Two Who Changed Citizenship – TC Locke

If one’s love of country can be measured in terms of struggle to gain citizenship, then TC Locke should be counted among Taiwan’s most ardent supporters. The Florida native and current member of acclaimed blues band The Muddy Basin Ramblers came to Taiwan in 1989 as an exchange student at Tunghai University in Taichung and immediately fell in love with the place. But his first few years in Taiwan after finishing university in the United States were anything but easy. He worked at many low-wage jobs, eking out a living on earnings of NT$15,000 a month and often living on instant noodles and tea eggs to survive.

“I felt my future lay here,” he says, but admits that “things were pretty desperate for quite a few years though.” His situation became so dire that eventually he sought work in China as a quality control inspector in a factory. And while he enjoyed the people in China, he hated the work conditions and the authoritarian control of the Chinese government. Although desperately wanting to return to Taiwan, he was deterred by regulations that required foreigners to have a work visa if they wished to stay in Taiwan for any length of time.

“I missed Taiwan so much I decided, screw it, I’m going to emigrate,” he recalls, understanding that this step meant abandoning his U.S. citizenship. Since the American Institute in Taiwan (AIT) at that time was unable to process such documents, Locke headed to Hong Kong, where he found that renouncing his U.S. citizenship was “remarkably easy.” He merely needed to sign a few forms and answer a few questions at the U.S. Consulate-General, before turning in his passport. As he walked out of the building immediately afterwards, though, he says he thought to himself, “Oh my God, what have I just done?”

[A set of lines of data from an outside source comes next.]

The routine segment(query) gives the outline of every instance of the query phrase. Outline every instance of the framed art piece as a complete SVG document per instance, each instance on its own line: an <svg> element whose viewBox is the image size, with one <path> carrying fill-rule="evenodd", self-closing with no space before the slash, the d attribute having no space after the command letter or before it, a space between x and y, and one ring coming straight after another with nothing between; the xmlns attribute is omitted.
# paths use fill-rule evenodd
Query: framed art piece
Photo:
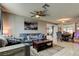
<svg viewBox="0 0 79 59"><path fill-rule="evenodd" d="M33 21L24 21L24 30L38 30L38 23Z"/></svg>

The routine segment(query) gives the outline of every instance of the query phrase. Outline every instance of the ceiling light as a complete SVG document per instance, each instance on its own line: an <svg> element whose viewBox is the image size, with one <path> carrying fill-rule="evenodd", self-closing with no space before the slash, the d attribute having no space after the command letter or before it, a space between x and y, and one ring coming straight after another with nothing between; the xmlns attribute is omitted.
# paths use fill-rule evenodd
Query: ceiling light
<svg viewBox="0 0 79 59"><path fill-rule="evenodd" d="M40 16L39 16L39 15L36 15L35 17L36 17L36 18L39 18Z"/></svg>

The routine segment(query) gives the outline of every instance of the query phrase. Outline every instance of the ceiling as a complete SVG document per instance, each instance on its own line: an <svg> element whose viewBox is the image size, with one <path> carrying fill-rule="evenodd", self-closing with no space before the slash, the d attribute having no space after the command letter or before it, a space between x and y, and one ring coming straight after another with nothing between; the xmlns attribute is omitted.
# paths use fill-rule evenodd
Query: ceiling
<svg viewBox="0 0 79 59"><path fill-rule="evenodd" d="M48 3L49 16L41 17L40 20L57 22L61 18L71 18L79 15L78 3ZM30 17L30 12L35 10L42 10L44 3L2 3L7 12Z"/></svg>

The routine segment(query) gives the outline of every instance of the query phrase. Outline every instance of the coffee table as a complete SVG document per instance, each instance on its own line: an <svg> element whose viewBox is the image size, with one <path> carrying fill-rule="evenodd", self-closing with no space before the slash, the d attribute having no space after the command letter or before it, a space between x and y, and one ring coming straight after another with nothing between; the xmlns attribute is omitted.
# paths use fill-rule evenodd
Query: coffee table
<svg viewBox="0 0 79 59"><path fill-rule="evenodd" d="M33 48L37 50L37 52L44 50L46 48L52 47L53 41L52 40L36 40L33 41Z"/></svg>

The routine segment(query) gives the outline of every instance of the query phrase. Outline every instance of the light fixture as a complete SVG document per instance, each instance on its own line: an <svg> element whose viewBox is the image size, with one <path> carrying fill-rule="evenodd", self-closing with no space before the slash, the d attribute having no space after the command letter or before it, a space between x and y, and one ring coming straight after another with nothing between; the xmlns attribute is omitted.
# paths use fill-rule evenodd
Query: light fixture
<svg viewBox="0 0 79 59"><path fill-rule="evenodd" d="M60 21L60 22L64 22L64 21L69 21L71 18L62 18L62 19L59 19L59 20L57 20L57 21Z"/></svg>
<svg viewBox="0 0 79 59"><path fill-rule="evenodd" d="M39 18L40 16L39 16L39 15L36 15L35 17L36 17L36 18Z"/></svg>

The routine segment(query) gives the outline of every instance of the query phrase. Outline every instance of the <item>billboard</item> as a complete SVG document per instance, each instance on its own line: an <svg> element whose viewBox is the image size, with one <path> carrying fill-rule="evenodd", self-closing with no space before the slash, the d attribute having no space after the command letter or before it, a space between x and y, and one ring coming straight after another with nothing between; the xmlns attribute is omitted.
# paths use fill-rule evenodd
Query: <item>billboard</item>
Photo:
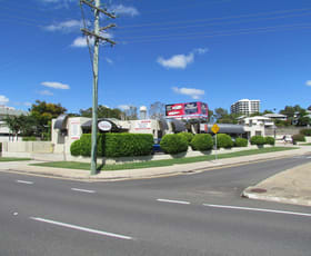
<svg viewBox="0 0 311 256"><path fill-rule="evenodd" d="M201 101L165 105L165 117L178 119L207 119L209 107Z"/></svg>

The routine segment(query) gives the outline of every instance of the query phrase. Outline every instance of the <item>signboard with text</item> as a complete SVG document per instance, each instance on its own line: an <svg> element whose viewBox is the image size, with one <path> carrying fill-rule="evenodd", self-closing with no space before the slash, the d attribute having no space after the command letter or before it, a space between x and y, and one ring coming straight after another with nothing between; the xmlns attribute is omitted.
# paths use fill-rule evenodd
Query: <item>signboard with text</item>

He was now a stateless person living in Hong Kong, and getting back to Taiwan without a passport suddenly seemed an almost insurmountable challenge. While working through the red tape, he managed to survive by selling his book collection on the street to buy food and for a time drawing shoes for a catalog to earn cash. Eventually, though, he got his ROC passport and was able to return to Taiwan – but that led to yet another challenge. As he was then in his early twenties, he needed to serve in the ROC military.

Locke, who has described his experience in the military in several books, remembers one moment in particular: his first day at basic training when the new inductees were brought into the mess hall. Every action – including moving the bench back, sitting down, moving the bench back in, and so on – was supposed to await the appropriate command. The left-handed Locke reflexively moved his chopsticks from the right side of his bowl to the left. The outraged drill sergeant responded with the common insult in Taiwan’s military: “Are you from America?”

Not anymore.

Reflecting on his decision to take Taiwan citizenship, Locke says: “I wouldn’t want to be a guest my whole life. I want to be a part of it.”

“What did I gain? I gained my whole life.”